CHRIS ROSENBLOOM, PHD, RDN, CSSD of usaswimming.org
How many times have you reached for a bag of chips while studying, or guzzled a 20-ounce soft drink because you were thirsty? Swimmers burn a lot of calories and snacking is a good way to replace calories lost in exercise and replenish nutrients for the next practice or meet. However, mindless snacking when you are bored or stressed out often leads to poor choices.
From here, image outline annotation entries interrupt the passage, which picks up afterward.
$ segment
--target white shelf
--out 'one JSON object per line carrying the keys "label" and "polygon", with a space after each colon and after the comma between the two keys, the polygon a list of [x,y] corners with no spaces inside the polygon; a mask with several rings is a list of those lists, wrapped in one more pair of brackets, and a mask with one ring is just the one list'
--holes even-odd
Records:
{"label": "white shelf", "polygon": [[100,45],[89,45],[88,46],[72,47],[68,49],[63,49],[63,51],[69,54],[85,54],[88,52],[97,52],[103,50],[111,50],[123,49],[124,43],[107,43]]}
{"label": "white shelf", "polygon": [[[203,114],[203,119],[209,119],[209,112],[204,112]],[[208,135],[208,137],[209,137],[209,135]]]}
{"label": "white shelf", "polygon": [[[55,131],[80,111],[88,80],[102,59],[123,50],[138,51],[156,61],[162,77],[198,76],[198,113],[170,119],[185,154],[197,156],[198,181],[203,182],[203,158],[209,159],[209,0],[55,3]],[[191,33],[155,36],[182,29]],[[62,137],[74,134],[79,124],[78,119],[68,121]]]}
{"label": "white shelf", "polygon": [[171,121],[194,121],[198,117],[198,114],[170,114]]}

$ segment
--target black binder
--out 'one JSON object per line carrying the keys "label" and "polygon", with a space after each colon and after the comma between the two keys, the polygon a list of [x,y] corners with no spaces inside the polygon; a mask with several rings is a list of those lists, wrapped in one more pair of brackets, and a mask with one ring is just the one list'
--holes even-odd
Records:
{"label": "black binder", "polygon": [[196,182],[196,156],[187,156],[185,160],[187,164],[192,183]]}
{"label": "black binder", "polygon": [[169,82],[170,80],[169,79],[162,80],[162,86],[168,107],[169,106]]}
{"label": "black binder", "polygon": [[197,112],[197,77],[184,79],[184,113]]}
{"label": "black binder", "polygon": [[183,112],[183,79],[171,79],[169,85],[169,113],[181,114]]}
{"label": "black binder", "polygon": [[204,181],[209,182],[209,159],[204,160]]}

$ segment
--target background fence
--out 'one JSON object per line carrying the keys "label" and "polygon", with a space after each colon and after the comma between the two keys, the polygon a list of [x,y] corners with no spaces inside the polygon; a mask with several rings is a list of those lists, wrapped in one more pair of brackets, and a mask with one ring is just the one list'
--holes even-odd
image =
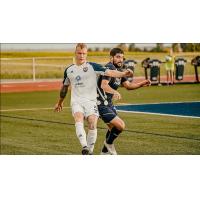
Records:
{"label": "background fence", "polygon": [[[135,77],[144,76],[144,69],[141,67],[141,62],[149,55],[127,56],[127,59],[137,61],[135,69]],[[154,54],[151,58],[164,61],[164,55]],[[194,66],[191,65],[193,54],[184,56],[187,60],[184,75],[194,75]],[[73,57],[30,57],[30,58],[1,58],[1,80],[29,80],[36,81],[37,79],[61,79],[65,68],[74,62]],[[88,56],[88,61],[105,64],[109,61],[108,56]],[[164,64],[160,67],[161,76],[166,75]],[[195,75],[194,75],[195,76]]]}

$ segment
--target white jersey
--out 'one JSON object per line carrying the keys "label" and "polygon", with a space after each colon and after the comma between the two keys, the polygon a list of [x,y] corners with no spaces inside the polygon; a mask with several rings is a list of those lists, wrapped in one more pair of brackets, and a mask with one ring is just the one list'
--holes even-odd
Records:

So next time you want a snack, ask two questions. “Am I really hungry?” and “What can I eat that will support my training?” Here are some ideas that are nourishing, satisfying, and tasty:
When craving a salty snack:
- Whole grain pretzels with salt and sesame seeds
- Pretzel crisps
- A cup of soup
- Salted, smoked almonds
When craving a creamy snack:
- Hummus
- Creamy cheese wedges
- Peanut butter or almond butter
- Greek yogurt
When craving a sweet snack:
- Dried fruit mixture
- Frozen grapes
- Berry smoothie
- Fruit-filled cookies (fig, strawberry or blueberry filling)
When craving a crunchy snack:
- Air-popped popcorn
- Whole grain crackers
- Raw, fresh veggies
- Granny Smith apple slices
When craving a beverage:
- Flavored sparkling waters (lemon, lime, raspberry)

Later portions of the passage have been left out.